Low-income adults in Texas were much more likely to be uninsured and to experience financial barriers to care than their counterparts in the three states that expanded Medicaid, according to a new analysis from the Commonwealth Fund. Moreover, most low-income Texans support Medicaid expansion, which could extend coverage to 1.2 million uninsured individuals and increase affordability. The report includes a discussion of potential expansion effects on hospitals and the state’s economy. Studies show that Medicaid expansion reduces the share of uncompensated hospital care, which totaled $6.8 billion in Texas in 2016. Expansion has also been associated with fewer rural hospital closures (80 percent of which happen in nonexpansion states), where these entities account for 14 percent of total employment on average. Since 2013, 19 rural hospitals in Texas have closed due to financial difficulties. 

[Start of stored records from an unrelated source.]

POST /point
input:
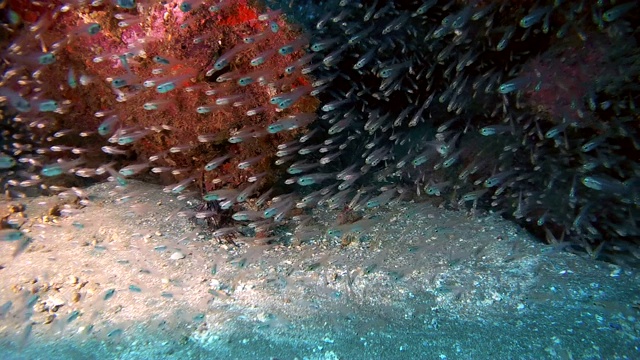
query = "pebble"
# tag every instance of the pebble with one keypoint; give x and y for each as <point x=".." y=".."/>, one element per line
<point x="177" y="255"/>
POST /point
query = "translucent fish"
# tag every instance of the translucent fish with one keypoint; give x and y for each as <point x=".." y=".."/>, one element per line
<point x="6" y="162"/>
<point x="427" y="4"/>
<point x="59" y="168"/>
<point x="535" y="16"/>
<point x="312" y="179"/>
<point x="250" y="162"/>
<point x="514" y="85"/>
<point x="157" y="105"/>
<point x="133" y="169"/>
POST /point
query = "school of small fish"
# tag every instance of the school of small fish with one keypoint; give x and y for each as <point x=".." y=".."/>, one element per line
<point x="527" y="109"/>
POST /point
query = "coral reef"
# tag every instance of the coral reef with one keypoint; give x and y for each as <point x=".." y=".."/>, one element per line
<point x="526" y="109"/>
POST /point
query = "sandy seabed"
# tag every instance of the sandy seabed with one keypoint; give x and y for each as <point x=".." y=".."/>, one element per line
<point x="134" y="280"/>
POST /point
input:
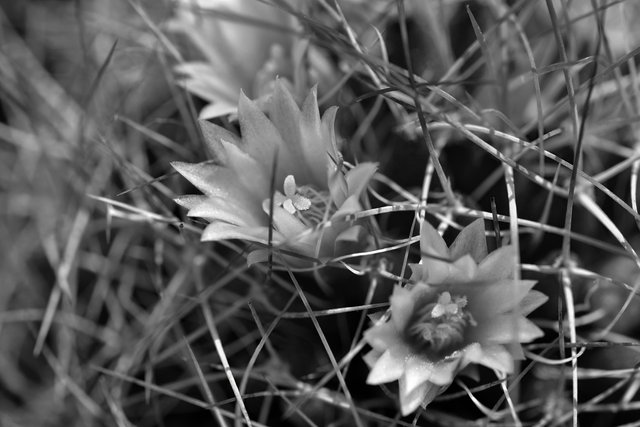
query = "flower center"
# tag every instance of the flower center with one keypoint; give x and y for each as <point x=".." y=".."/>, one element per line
<point x="439" y="326"/>
<point x="305" y="202"/>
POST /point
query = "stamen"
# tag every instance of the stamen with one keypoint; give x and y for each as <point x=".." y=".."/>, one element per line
<point x="308" y="204"/>
<point x="440" y="325"/>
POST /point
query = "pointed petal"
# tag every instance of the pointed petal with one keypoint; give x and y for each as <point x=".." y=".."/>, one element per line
<point x="403" y="301"/>
<point x="258" y="256"/>
<point x="410" y="401"/>
<point x="190" y="201"/>
<point x="315" y="144"/>
<point x="288" y="206"/>
<point x="438" y="272"/>
<point x="372" y="357"/>
<point x="328" y="131"/>
<point x="531" y="301"/>
<point x="261" y="138"/>
<point x="289" y="186"/>
<point x="217" y="109"/>
<point x="349" y="206"/>
<point x="418" y="272"/>
<point x="224" y="231"/>
<point x="444" y="372"/>
<point x="488" y="299"/>
<point x="383" y="336"/>
<point x="496" y="357"/>
<point x="338" y="187"/>
<point x="431" y="243"/>
<point x="352" y="234"/>
<point x="301" y="203"/>
<point x="215" y="208"/>
<point x="212" y="180"/>
<point x="283" y="221"/>
<point x="472" y="241"/>
<point x="285" y="115"/>
<point x="418" y="370"/>
<point x="213" y="135"/>
<point x="250" y="173"/>
<point x="387" y="368"/>
<point x="498" y="265"/>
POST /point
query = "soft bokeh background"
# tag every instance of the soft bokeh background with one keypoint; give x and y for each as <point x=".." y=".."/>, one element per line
<point x="98" y="294"/>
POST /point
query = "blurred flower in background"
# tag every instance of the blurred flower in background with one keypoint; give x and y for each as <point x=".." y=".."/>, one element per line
<point x="297" y="148"/>
<point x="466" y="308"/>
<point x="243" y="45"/>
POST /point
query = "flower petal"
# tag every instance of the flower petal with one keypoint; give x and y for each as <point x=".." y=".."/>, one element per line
<point x="431" y="243"/>
<point x="250" y="173"/>
<point x="219" y="230"/>
<point x="288" y="206"/>
<point x="492" y="298"/>
<point x="316" y="145"/>
<point x="213" y="135"/>
<point x="470" y="240"/>
<point x="217" y="181"/>
<point x="261" y="138"/>
<point x="226" y="210"/>
<point x="383" y="336"/>
<point x="283" y="221"/>
<point x="285" y="115"/>
<point x="496" y="357"/>
<point x="444" y="371"/>
<point x="531" y="301"/>
<point x="422" y="395"/>
<point x="372" y="357"/>
<point x="418" y="370"/>
<point x="498" y="265"/>
<point x="190" y="201"/>
<point x="389" y="367"/>
<point x="289" y="186"/>
<point x="403" y="301"/>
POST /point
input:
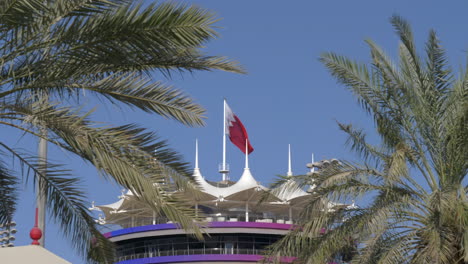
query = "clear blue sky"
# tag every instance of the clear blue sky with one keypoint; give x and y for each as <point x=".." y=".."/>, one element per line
<point x="287" y="97"/>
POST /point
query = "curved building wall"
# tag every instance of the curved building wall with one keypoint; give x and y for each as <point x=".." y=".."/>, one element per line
<point x="228" y="242"/>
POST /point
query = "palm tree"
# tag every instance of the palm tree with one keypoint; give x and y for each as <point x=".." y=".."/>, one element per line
<point x="413" y="184"/>
<point x="52" y="53"/>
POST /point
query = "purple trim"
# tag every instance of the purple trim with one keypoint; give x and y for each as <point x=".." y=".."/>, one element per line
<point x="147" y="228"/>
<point x="197" y="258"/>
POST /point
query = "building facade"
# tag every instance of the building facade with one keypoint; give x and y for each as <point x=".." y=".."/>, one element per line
<point x="238" y="227"/>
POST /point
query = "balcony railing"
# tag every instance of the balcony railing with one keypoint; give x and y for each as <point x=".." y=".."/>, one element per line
<point x="214" y="218"/>
<point x="201" y="251"/>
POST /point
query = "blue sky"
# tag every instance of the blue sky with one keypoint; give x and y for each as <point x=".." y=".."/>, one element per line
<point x="287" y="97"/>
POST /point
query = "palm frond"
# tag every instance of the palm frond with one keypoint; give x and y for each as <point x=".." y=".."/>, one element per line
<point x="8" y="193"/>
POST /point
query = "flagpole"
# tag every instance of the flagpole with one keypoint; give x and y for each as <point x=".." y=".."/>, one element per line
<point x="224" y="140"/>
<point x="246" y="153"/>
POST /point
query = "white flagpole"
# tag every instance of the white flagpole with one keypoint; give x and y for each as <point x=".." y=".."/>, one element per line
<point x="246" y="154"/>
<point x="224" y="141"/>
<point x="289" y="161"/>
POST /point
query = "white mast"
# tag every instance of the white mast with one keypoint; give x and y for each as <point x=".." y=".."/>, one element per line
<point x="196" y="154"/>
<point x="223" y="169"/>
<point x="289" y="173"/>
<point x="246" y="154"/>
<point x="313" y="168"/>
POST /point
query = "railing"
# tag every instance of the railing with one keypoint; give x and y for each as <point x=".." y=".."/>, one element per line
<point x="201" y="251"/>
<point x="210" y="218"/>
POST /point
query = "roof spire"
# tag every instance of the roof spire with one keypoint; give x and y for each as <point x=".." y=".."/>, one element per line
<point x="312" y="169"/>
<point x="289" y="173"/>
<point x="246" y="154"/>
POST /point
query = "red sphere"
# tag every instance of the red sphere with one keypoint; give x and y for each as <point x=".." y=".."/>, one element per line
<point x="35" y="235"/>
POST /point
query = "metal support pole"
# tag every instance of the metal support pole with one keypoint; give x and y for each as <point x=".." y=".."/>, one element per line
<point x="246" y="212"/>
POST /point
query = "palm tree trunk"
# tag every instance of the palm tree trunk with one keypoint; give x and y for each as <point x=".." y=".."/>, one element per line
<point x="41" y="197"/>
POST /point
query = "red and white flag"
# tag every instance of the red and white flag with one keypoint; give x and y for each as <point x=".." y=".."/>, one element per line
<point x="236" y="130"/>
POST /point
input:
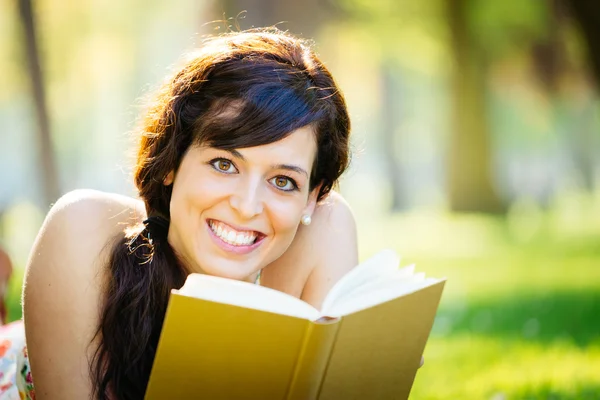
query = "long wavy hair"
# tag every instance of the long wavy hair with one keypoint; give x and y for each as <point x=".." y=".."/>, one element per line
<point x="277" y="85"/>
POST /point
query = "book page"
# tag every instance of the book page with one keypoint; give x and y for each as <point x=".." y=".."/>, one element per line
<point x="404" y="274"/>
<point x="393" y="290"/>
<point x="381" y="266"/>
<point x="248" y="295"/>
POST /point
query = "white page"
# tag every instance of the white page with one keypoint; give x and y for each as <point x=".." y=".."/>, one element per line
<point x="401" y="276"/>
<point x="387" y="293"/>
<point x="380" y="266"/>
<point x="245" y="294"/>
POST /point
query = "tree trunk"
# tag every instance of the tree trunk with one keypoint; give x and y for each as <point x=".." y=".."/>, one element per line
<point x="47" y="163"/>
<point x="389" y="111"/>
<point x="469" y="159"/>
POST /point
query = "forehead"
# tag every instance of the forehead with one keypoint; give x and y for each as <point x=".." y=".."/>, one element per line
<point x="298" y="147"/>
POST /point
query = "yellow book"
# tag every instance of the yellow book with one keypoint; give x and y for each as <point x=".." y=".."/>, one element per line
<point x="226" y="339"/>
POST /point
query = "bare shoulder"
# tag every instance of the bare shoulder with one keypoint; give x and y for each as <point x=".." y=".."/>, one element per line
<point x="320" y="254"/>
<point x="63" y="287"/>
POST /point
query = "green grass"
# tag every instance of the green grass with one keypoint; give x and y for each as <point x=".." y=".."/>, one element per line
<point x="520" y="315"/>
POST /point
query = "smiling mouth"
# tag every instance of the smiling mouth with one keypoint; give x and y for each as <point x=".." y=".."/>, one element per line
<point x="232" y="236"/>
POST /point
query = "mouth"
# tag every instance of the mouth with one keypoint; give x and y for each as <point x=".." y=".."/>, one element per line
<point x="232" y="236"/>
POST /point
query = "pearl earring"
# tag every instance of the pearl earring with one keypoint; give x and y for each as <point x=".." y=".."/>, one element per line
<point x="306" y="220"/>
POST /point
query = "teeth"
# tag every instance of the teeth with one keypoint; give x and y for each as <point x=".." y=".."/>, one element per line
<point x="232" y="237"/>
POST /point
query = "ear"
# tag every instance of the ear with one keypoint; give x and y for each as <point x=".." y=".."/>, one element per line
<point x="169" y="178"/>
<point x="311" y="203"/>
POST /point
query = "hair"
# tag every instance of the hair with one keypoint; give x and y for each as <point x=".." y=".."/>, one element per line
<point x="239" y="90"/>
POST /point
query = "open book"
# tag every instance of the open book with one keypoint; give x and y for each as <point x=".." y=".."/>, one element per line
<point x="226" y="339"/>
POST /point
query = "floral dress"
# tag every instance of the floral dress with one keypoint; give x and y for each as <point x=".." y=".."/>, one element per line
<point x="15" y="374"/>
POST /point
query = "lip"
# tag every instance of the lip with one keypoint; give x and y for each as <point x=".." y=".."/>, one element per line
<point x="231" y="248"/>
<point x="236" y="227"/>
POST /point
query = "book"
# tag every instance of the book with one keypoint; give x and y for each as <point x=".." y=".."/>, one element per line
<point x="226" y="339"/>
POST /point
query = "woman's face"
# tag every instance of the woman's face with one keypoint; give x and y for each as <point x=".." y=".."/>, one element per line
<point x="234" y="212"/>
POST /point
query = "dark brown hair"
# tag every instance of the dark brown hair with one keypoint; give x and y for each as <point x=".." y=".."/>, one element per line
<point x="274" y="84"/>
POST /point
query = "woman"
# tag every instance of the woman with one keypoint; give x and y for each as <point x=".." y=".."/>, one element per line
<point x="237" y="159"/>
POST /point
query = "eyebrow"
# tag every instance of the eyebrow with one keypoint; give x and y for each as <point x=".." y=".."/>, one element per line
<point x="288" y="167"/>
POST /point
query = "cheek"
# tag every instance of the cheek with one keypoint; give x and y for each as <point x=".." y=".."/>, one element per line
<point x="285" y="217"/>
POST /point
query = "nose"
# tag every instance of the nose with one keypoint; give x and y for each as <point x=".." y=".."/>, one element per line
<point x="247" y="198"/>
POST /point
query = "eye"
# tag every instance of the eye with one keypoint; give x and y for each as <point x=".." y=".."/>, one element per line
<point x="223" y="165"/>
<point x="284" y="183"/>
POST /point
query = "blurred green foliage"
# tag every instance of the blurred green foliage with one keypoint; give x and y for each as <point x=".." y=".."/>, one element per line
<point x="520" y="316"/>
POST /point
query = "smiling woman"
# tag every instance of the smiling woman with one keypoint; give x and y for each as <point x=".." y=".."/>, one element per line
<point x="237" y="158"/>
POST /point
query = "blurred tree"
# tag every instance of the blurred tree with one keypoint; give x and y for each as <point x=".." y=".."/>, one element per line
<point x="299" y="17"/>
<point x="47" y="165"/>
<point x="587" y="15"/>
<point x="470" y="181"/>
<point x="389" y="123"/>
<point x="552" y="64"/>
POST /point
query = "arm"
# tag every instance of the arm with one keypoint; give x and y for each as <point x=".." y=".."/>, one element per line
<point x="62" y="291"/>
<point x="333" y="246"/>
<point x="320" y="254"/>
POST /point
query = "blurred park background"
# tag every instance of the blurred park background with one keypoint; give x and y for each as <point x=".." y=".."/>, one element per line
<point x="476" y="135"/>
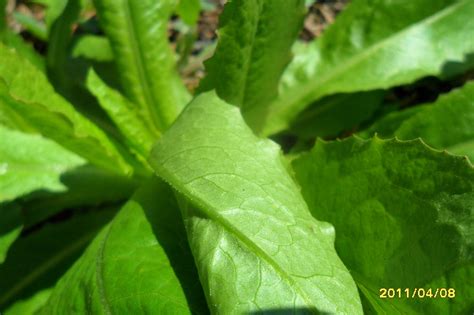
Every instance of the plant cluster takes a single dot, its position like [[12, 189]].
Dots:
[[123, 191]]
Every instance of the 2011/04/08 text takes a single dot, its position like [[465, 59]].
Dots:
[[421, 293]]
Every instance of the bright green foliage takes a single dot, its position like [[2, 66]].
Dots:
[[134, 263], [255, 38], [403, 215], [10, 227], [92, 103], [454, 111], [36, 261], [334, 114], [32, 25], [22, 48], [48, 113], [121, 111], [31, 162], [86, 186], [376, 44], [93, 47], [137, 31], [252, 236]]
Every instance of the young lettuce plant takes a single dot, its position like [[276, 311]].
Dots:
[[124, 193]]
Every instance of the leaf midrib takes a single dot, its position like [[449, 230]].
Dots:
[[309, 89], [202, 206], [248, 64], [143, 77]]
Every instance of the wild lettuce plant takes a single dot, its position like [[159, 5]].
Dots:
[[123, 191]]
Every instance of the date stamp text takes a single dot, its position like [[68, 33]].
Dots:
[[417, 293]]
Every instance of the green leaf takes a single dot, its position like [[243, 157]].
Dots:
[[3, 15], [10, 227], [54, 8], [253, 239], [31, 162], [255, 39], [454, 110], [87, 186], [334, 114], [140, 263], [93, 47], [37, 260], [124, 115], [402, 211], [30, 306], [189, 11], [137, 31], [28, 99], [375, 45]]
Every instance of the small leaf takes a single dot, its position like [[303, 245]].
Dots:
[[124, 115], [24, 49], [31, 162], [32, 25], [255, 38], [375, 45], [87, 186], [403, 215], [334, 114], [26, 94], [137, 31], [93, 47], [140, 263], [189, 11], [454, 110], [253, 239], [38, 259]]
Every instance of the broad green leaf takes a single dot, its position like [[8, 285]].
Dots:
[[10, 227], [38, 259], [375, 44], [87, 186], [454, 111], [337, 113], [255, 39], [122, 112], [137, 31], [140, 263], [93, 47], [31, 162], [26, 94], [403, 215], [189, 11], [253, 239]]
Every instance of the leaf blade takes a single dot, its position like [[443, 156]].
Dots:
[[137, 31], [397, 45], [31, 162], [408, 218], [43, 110], [140, 243], [212, 158], [253, 49]]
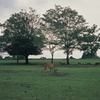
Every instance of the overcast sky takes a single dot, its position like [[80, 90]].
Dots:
[[90, 9]]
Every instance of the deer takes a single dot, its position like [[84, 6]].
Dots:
[[51, 66]]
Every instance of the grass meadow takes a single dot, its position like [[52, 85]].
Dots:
[[29, 82]]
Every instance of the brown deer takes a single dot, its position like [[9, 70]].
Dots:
[[51, 66]]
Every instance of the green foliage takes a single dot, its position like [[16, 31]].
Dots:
[[67, 25], [22, 33]]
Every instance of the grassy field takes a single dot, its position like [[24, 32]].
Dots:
[[29, 82]]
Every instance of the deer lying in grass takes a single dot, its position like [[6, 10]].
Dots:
[[51, 66]]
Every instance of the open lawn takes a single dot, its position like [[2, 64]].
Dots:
[[29, 82]]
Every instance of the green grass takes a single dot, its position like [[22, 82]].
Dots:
[[72, 61], [28, 82]]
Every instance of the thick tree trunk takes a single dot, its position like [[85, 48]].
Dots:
[[26, 59]]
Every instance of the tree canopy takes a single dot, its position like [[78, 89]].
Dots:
[[67, 24], [22, 33]]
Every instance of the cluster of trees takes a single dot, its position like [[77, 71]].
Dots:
[[26, 33]]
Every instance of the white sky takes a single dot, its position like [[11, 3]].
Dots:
[[90, 9]]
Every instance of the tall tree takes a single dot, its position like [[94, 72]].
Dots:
[[90, 41], [51, 40], [23, 34], [67, 24]]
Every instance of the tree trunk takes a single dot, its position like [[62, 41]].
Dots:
[[67, 58], [26, 59]]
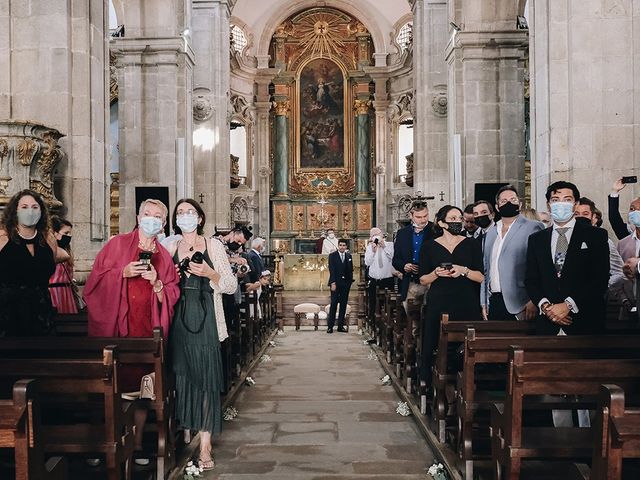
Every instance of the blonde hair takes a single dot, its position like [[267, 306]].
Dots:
[[157, 203]]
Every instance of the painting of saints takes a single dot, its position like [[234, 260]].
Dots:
[[321, 115]]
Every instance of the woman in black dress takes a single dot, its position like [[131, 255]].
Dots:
[[28, 252], [452, 265]]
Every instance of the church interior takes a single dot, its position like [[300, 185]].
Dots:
[[297, 119]]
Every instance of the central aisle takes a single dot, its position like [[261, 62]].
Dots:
[[319, 411]]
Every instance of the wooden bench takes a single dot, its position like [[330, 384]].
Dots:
[[511, 441], [20, 429], [452, 334], [476, 393], [72, 381], [147, 351], [616, 434]]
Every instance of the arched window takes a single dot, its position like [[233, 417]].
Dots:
[[238, 39], [405, 36]]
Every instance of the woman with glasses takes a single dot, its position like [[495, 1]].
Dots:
[[451, 265], [199, 325]]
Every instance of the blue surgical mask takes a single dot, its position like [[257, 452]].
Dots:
[[634, 218], [187, 223], [28, 217], [151, 226], [562, 212]]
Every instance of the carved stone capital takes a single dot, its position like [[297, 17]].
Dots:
[[202, 108]]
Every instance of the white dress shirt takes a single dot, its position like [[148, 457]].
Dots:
[[494, 271], [372, 260]]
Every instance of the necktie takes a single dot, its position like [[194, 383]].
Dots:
[[561, 249]]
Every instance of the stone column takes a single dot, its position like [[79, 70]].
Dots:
[[431, 169], [282, 109], [58, 78], [210, 26], [363, 150], [486, 108], [584, 96]]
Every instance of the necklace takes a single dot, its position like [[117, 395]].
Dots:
[[28, 238]]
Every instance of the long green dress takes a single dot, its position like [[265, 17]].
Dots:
[[197, 362]]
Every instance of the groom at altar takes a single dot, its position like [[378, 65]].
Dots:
[[340, 280]]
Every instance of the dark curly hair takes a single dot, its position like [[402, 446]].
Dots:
[[196, 206], [440, 217], [9, 220]]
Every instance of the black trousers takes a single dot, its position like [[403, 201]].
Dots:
[[497, 308], [338, 296], [374, 284]]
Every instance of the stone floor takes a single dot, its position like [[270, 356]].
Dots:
[[318, 411]]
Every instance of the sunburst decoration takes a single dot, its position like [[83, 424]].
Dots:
[[320, 35]]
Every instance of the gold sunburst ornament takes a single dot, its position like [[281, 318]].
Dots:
[[320, 35]]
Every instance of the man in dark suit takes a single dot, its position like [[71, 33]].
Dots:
[[567, 269], [408, 243], [340, 280]]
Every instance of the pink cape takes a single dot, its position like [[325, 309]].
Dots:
[[106, 290]]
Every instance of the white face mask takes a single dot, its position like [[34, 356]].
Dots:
[[187, 223]]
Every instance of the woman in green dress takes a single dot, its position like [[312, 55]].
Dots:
[[198, 325]]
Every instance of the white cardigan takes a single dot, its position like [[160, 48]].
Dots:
[[226, 284]]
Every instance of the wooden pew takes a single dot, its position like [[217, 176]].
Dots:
[[20, 429], [452, 334], [511, 442], [148, 351], [73, 380], [616, 434], [475, 395]]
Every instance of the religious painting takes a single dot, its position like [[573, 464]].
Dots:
[[322, 115]]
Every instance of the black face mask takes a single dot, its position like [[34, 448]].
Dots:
[[483, 221], [233, 246], [455, 228], [65, 241], [509, 210], [583, 221]]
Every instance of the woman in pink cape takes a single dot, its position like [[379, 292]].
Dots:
[[133, 288]]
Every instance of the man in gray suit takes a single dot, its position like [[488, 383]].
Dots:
[[502, 294]]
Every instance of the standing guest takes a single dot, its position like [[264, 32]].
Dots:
[[132, 288], [484, 217], [469, 223], [545, 219], [502, 294], [378, 257], [61, 282], [28, 253], [567, 268], [340, 280], [330, 243], [407, 252], [453, 269], [586, 212], [621, 229], [199, 325]]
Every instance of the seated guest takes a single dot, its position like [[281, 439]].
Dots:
[[469, 224], [28, 253], [621, 229], [61, 282], [453, 270], [132, 288], [502, 295], [199, 326]]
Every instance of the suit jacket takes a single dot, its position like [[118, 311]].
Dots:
[[512, 263], [339, 272], [584, 278], [403, 253]]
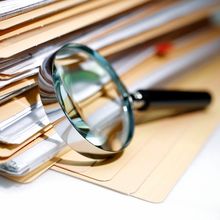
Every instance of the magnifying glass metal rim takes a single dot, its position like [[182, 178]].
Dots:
[[89, 149], [180, 101]]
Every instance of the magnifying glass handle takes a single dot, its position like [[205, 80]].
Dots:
[[174, 99]]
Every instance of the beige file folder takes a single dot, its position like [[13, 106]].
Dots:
[[161, 157]]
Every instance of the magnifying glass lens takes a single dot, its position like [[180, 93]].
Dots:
[[92, 98]]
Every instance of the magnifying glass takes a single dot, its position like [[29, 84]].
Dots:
[[89, 106]]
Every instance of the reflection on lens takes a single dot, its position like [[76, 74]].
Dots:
[[91, 98]]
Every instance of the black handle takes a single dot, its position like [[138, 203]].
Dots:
[[179, 100]]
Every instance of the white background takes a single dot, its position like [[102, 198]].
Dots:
[[57, 196]]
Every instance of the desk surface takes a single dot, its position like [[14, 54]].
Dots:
[[57, 196]]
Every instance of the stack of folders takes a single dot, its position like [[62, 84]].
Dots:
[[147, 42]]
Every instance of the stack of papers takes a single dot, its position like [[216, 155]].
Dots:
[[131, 35]]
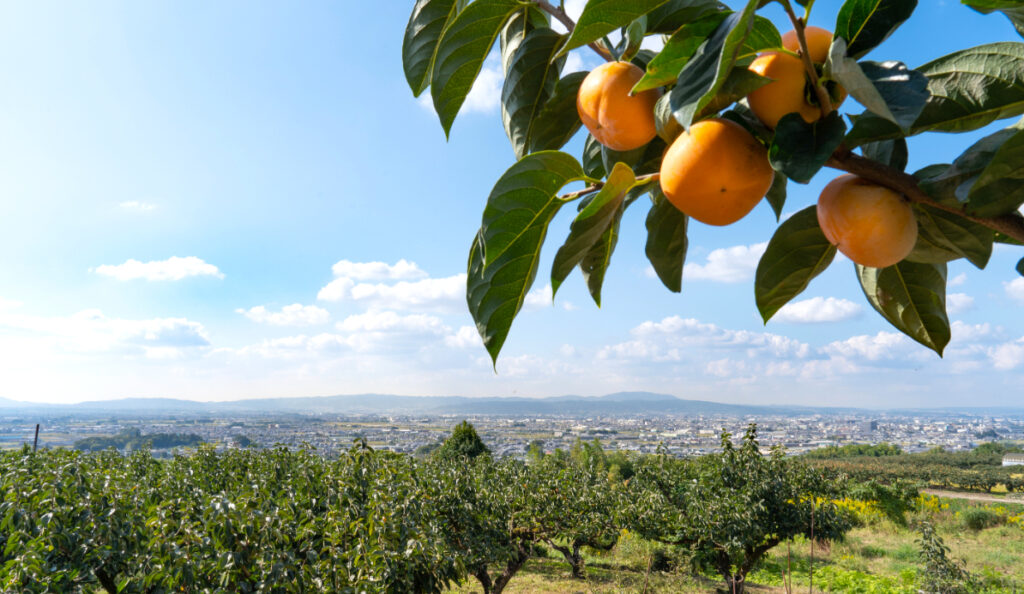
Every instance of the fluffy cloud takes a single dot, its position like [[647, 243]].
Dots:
[[1015, 289], [400, 270], [733, 264], [817, 309], [137, 206], [294, 314], [173, 268], [90, 331]]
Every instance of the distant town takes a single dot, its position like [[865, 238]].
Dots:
[[646, 429]]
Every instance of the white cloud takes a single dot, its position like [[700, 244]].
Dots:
[[90, 331], [294, 314], [137, 206], [400, 270], [733, 264], [173, 268], [1015, 289], [818, 309], [958, 302]]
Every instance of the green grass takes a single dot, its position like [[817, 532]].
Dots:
[[881, 557]]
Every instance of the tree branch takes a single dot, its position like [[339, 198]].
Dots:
[[559, 13], [1009, 224], [824, 101]]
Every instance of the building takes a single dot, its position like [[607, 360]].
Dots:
[[1013, 460]]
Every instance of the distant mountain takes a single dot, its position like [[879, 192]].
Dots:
[[619, 404]]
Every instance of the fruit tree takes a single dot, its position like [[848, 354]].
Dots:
[[727, 113]]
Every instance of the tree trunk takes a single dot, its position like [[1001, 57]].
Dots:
[[511, 567], [484, 579]]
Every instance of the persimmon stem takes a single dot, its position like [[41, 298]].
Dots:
[[641, 179], [559, 13], [1011, 225], [824, 101]]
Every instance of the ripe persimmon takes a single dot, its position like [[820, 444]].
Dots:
[[616, 119], [870, 224], [716, 172], [818, 41]]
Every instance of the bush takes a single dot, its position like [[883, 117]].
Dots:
[[978, 518]]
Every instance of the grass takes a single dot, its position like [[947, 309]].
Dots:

Oklahoma | Sep 2, 2019 | News Story | Rural Healthcare

Oklahoma Watch: Rural Areas Feel Effects of Doctor Shortage

Despite efforts to increase the number of doctors in rural areas, many Oklahoma counties still lack the physicians needed to provide sufficient care for residents, reports The Oklahoman. Seventy-two of the state's 77 counties are designated as primary health-professional shortage areas by the federal government and 30 of them have 10 or fewer doctors of any type. Oklahoma has been creating incentives for doctors to practice in rural areas since the 1970s, but big-city amenities and educational and professional resources draw many physicians to other areas. Additionally, new physicians are increasingly choosing specialty practice so they can earn more and pay off sizable debt from medical school more quickly. This exacerbates the rural-urban divide because most specialty practices are located in urban areas. As a result, the state is funding a $5 million, five-year program to help pay off doctors' student debts if they agree to practice in a rural area.